IQNA- Dini temalı filmlerin hala dünya çapında izleyicileri çekebileceğini düşünüyor musunuz?

-Kesinlile.  Örneğin Amerika Birleşik Devletleri'nde Evanjelik Hıristiyan filmlerine duyulan tutkunun ne kadar önemli olduğunu görmek için Tyler Perry'nin filmlerinin veya Alex Kendrick'in oldukça para kazandıran filmlerinin popülerliğine bakmanız yeterli. Dünyanın en çok hasılat yapan filmlerinin -Marvel'in süper kahraman filmleri- iyi ve kötü, toplum ve ona aidiyet, inanç ve kurtuluş temaları açısından oldukça manevi olduğu iddia ediliyor.

Dini sinema seyircinin yoğun ilgisiyle büyüyor

Haç Yolu (2014) filminin görünümü

2014 yapımı Haç İstasyonları filmini yapan yönetmen Dietrich Bruggeman, modern izleyiciler için manevi susuzluk hissini anlatıyor.
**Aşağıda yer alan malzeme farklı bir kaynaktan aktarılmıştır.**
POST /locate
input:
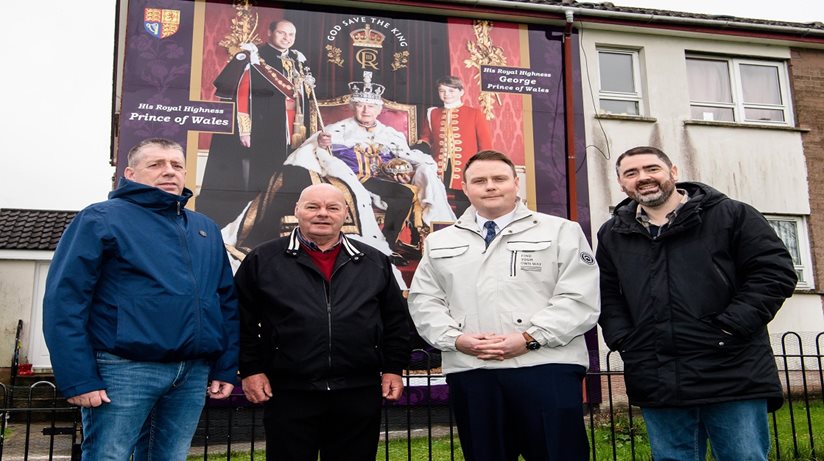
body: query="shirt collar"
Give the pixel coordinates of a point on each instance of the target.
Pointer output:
(500, 221)
(312, 245)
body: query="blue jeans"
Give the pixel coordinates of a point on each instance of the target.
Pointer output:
(154, 410)
(737, 431)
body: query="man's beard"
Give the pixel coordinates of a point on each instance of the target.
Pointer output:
(665, 191)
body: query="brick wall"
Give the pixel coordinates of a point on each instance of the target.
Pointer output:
(807, 79)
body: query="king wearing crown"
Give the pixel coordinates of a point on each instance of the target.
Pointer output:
(375, 163)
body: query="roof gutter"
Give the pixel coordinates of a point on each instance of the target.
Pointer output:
(639, 17)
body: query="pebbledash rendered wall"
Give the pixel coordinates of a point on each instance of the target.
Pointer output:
(774, 168)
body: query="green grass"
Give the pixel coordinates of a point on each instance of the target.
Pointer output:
(625, 437)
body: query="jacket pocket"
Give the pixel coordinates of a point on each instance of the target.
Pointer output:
(527, 256)
(449, 252)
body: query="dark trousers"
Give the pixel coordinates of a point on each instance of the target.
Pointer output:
(341, 425)
(536, 412)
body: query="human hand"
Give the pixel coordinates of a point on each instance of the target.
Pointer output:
(256, 388)
(324, 140)
(485, 346)
(391, 386)
(510, 345)
(220, 389)
(90, 399)
(403, 178)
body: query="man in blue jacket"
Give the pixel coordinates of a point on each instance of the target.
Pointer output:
(140, 314)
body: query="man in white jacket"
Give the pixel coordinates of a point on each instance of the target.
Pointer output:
(507, 294)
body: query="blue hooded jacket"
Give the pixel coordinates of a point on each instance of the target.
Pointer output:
(141, 277)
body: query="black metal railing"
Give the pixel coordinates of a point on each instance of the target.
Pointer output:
(36, 423)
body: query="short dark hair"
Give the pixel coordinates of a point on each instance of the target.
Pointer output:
(490, 156)
(274, 24)
(135, 152)
(451, 81)
(643, 150)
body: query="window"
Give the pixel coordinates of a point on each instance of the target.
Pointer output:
(620, 89)
(793, 232)
(738, 90)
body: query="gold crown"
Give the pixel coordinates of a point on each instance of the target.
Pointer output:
(366, 91)
(367, 37)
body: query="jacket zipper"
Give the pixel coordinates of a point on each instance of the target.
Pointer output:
(327, 291)
(188, 262)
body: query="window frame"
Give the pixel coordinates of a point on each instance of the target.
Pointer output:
(804, 267)
(636, 97)
(738, 105)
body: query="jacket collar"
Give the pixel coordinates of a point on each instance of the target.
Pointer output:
(150, 197)
(468, 220)
(293, 248)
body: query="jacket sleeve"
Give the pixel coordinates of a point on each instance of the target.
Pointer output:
(765, 275)
(73, 275)
(395, 317)
(615, 320)
(253, 359)
(225, 368)
(429, 309)
(574, 306)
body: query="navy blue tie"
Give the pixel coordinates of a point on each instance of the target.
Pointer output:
(490, 232)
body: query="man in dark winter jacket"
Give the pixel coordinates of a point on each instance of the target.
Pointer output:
(324, 335)
(689, 280)
(140, 313)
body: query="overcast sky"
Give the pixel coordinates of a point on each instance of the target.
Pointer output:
(784, 10)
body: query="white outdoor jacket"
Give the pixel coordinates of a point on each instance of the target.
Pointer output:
(538, 275)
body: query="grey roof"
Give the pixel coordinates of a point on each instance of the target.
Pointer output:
(664, 15)
(32, 229)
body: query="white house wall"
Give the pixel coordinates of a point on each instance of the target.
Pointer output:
(761, 166)
(749, 164)
(17, 280)
(56, 133)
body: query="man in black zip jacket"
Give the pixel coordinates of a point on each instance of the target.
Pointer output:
(689, 280)
(324, 335)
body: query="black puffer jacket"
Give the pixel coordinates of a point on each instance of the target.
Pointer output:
(307, 333)
(668, 302)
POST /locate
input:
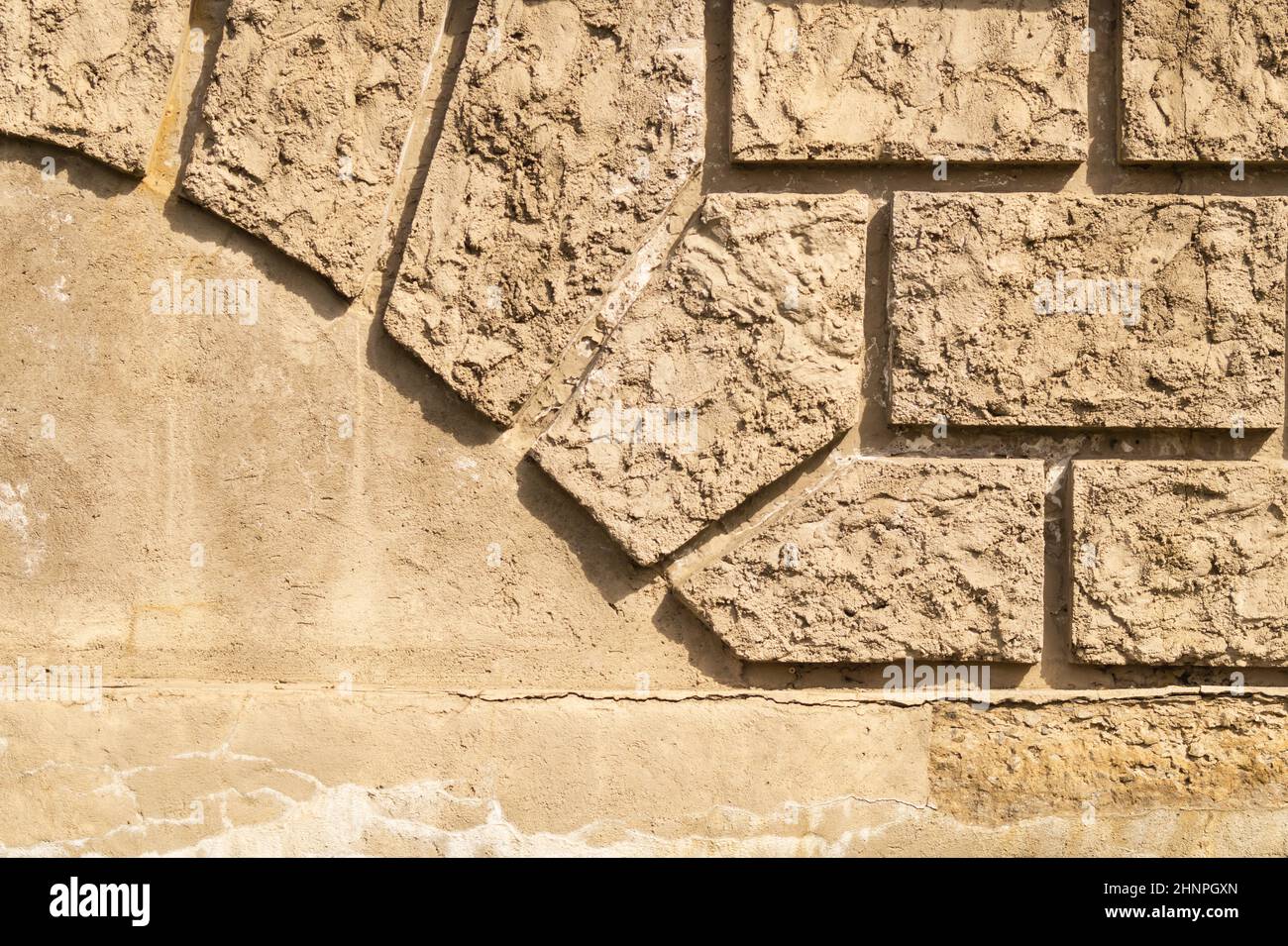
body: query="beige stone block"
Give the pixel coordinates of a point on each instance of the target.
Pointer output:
(1205, 81)
(997, 80)
(738, 362)
(90, 76)
(304, 124)
(888, 559)
(1087, 312)
(1180, 563)
(572, 129)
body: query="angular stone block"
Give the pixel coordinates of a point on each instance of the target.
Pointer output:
(1180, 563)
(737, 364)
(887, 559)
(910, 80)
(305, 119)
(572, 129)
(90, 76)
(1205, 81)
(1087, 312)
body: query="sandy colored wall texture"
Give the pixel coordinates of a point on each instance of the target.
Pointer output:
(581, 428)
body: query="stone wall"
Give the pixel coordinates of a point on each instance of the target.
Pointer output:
(613, 428)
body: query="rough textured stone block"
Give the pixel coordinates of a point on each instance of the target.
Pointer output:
(898, 80)
(1095, 312)
(1205, 81)
(889, 559)
(304, 124)
(1180, 563)
(89, 76)
(738, 362)
(572, 129)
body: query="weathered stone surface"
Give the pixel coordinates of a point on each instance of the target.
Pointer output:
(89, 76)
(1094, 757)
(737, 364)
(1180, 563)
(572, 129)
(889, 559)
(1205, 81)
(1167, 312)
(890, 80)
(304, 124)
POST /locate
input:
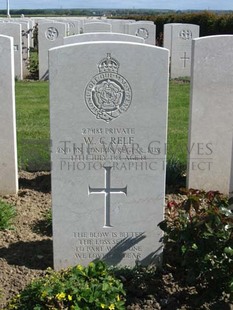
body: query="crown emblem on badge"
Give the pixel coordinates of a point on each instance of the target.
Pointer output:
(108, 94)
(109, 64)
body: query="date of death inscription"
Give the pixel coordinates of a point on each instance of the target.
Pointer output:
(122, 148)
(96, 245)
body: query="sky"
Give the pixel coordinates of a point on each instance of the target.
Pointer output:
(129, 4)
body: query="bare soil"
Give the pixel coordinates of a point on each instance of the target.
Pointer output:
(26, 252)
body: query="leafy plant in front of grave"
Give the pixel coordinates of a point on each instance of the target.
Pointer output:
(92, 287)
(7, 215)
(198, 241)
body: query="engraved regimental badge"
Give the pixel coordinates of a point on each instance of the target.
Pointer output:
(108, 94)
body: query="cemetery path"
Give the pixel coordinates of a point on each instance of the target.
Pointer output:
(26, 252)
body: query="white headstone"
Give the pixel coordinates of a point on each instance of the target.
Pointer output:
(49, 35)
(167, 35)
(145, 30)
(8, 154)
(102, 36)
(231, 177)
(25, 47)
(108, 109)
(211, 114)
(15, 30)
(180, 47)
(97, 27)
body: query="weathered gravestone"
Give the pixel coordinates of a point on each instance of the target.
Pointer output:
(101, 36)
(180, 42)
(108, 110)
(97, 27)
(118, 25)
(231, 180)
(50, 35)
(14, 30)
(211, 114)
(8, 154)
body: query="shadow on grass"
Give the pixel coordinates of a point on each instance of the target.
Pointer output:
(34, 254)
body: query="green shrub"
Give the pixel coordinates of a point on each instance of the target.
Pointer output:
(199, 240)
(92, 287)
(7, 215)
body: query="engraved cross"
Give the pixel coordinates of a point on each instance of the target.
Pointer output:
(184, 58)
(107, 190)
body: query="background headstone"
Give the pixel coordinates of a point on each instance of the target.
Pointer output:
(97, 27)
(108, 109)
(8, 154)
(211, 114)
(102, 36)
(145, 30)
(180, 47)
(14, 30)
(50, 35)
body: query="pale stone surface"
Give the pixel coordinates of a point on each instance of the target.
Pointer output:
(102, 36)
(119, 25)
(25, 47)
(8, 154)
(15, 30)
(180, 47)
(50, 34)
(108, 109)
(211, 114)
(145, 30)
(231, 180)
(167, 35)
(97, 27)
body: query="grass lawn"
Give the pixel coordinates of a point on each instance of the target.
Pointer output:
(32, 112)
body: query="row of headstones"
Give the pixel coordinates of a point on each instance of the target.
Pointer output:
(108, 111)
(177, 38)
(56, 33)
(21, 30)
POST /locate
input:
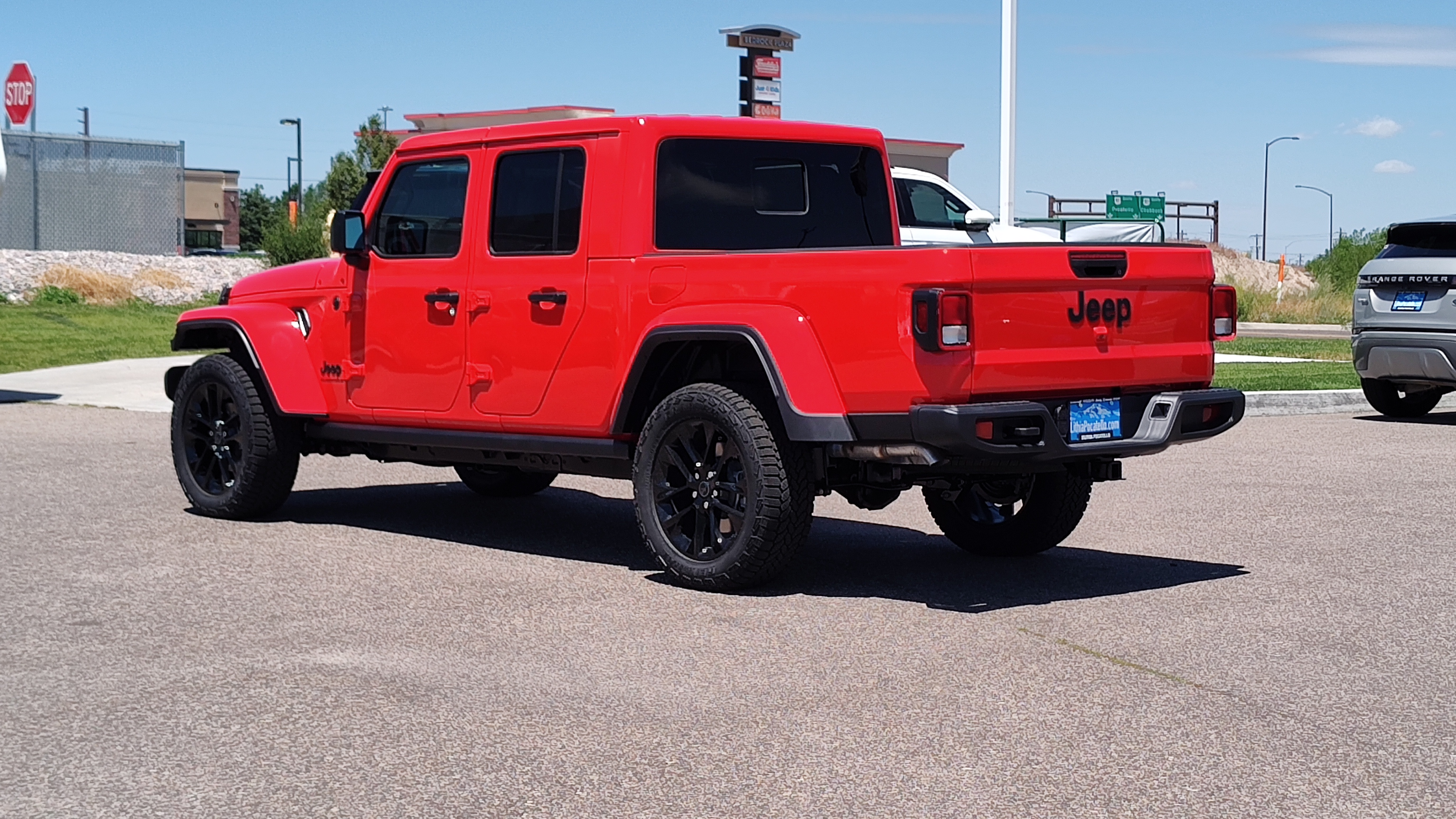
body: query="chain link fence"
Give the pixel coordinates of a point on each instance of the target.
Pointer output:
(72, 193)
Nasıl ki insanlar yoga, öz bakım, yemek yeme ve diğer bazı spor dallarında maneviyatlarını tatmin etmeye çalışıyorlarsa, filmlerde bunu yapmanın bir yolunu buluyorlar.

Dini sinema seyircinin yoğun ilgisiyle büyüyor

Elbette hem kültürel olarak (örneğin 2020 filmi An American Pickle'da Yahudiliği gösterirken) hem de ruhsal olarak dindar görünmek ve hissetmek konusunda kültürel bir merak var. Bu, dine karşı aşırı bir hayranlık olabilir.

IQNA- Sinema tarihinde, Hollywood'da Yahudilik ve Hristiyanlık ve bu dinlerle ilgili karakterler hakkında birçok film gördük. Dramatik özelliklerine rağmen Hollywood'da İslam ve İslami şahsiyetler hakkında kayda değer bir film yapılmamasının sebebi nedir?

- Bu sorunun cevabının kolay olduğundan emin değilim. Açıkça cevap, yatırım odaklı bir endüstri olan Hollywood'un (İslam örneğinde) böyle bir film için bir pazar olduğuna veya en azından filmin yatırıma değecek kadar büyük olduğuna inanmamasıdır.

Ancak öte yandan Hollywood tarihi, filmler yapan Yahudi göçmenlere ve sansür ve kapı bekçisi olarak hareket eden Hıristiyan kurumlarına bağlıdır. İslam'ın geleneksel olarak neyin gösterilebileceği ve neyin gösterilemeyeceği konusunda görsel konularla (peygamber resimlerinin gösterilmesine ilişkin kısıtlamalar) çok farklı ilişkileri olmuştur. Bence buna cevap bulmak için Amerika'nın kendi göç ve siyaset tarihine bakmak lazım!

IQNA - Hollywood sinemasında ve genel olarak Batı sinemasında Müslüman karakterler basmakalıp ve olumsuz olarak tasvir edilmektedir. Bunun nedeni nedir?

-Yine, tartıştığınız siyasetin arkasında uzun ve karmaşık bir siyasi tarih bulunmaktadır. Açıkça, büyük ekranda İslam'ın son görüntüleri - yani son 25 yılın görüntüleri - keskin bir şekilde 11 Eylül ve teröre karşı savaş etrafında dönüyor. Bu konu hakkında daha fazla bilgi için The Riz Test web sitesine bir göz atmanızı tavsiye ederim.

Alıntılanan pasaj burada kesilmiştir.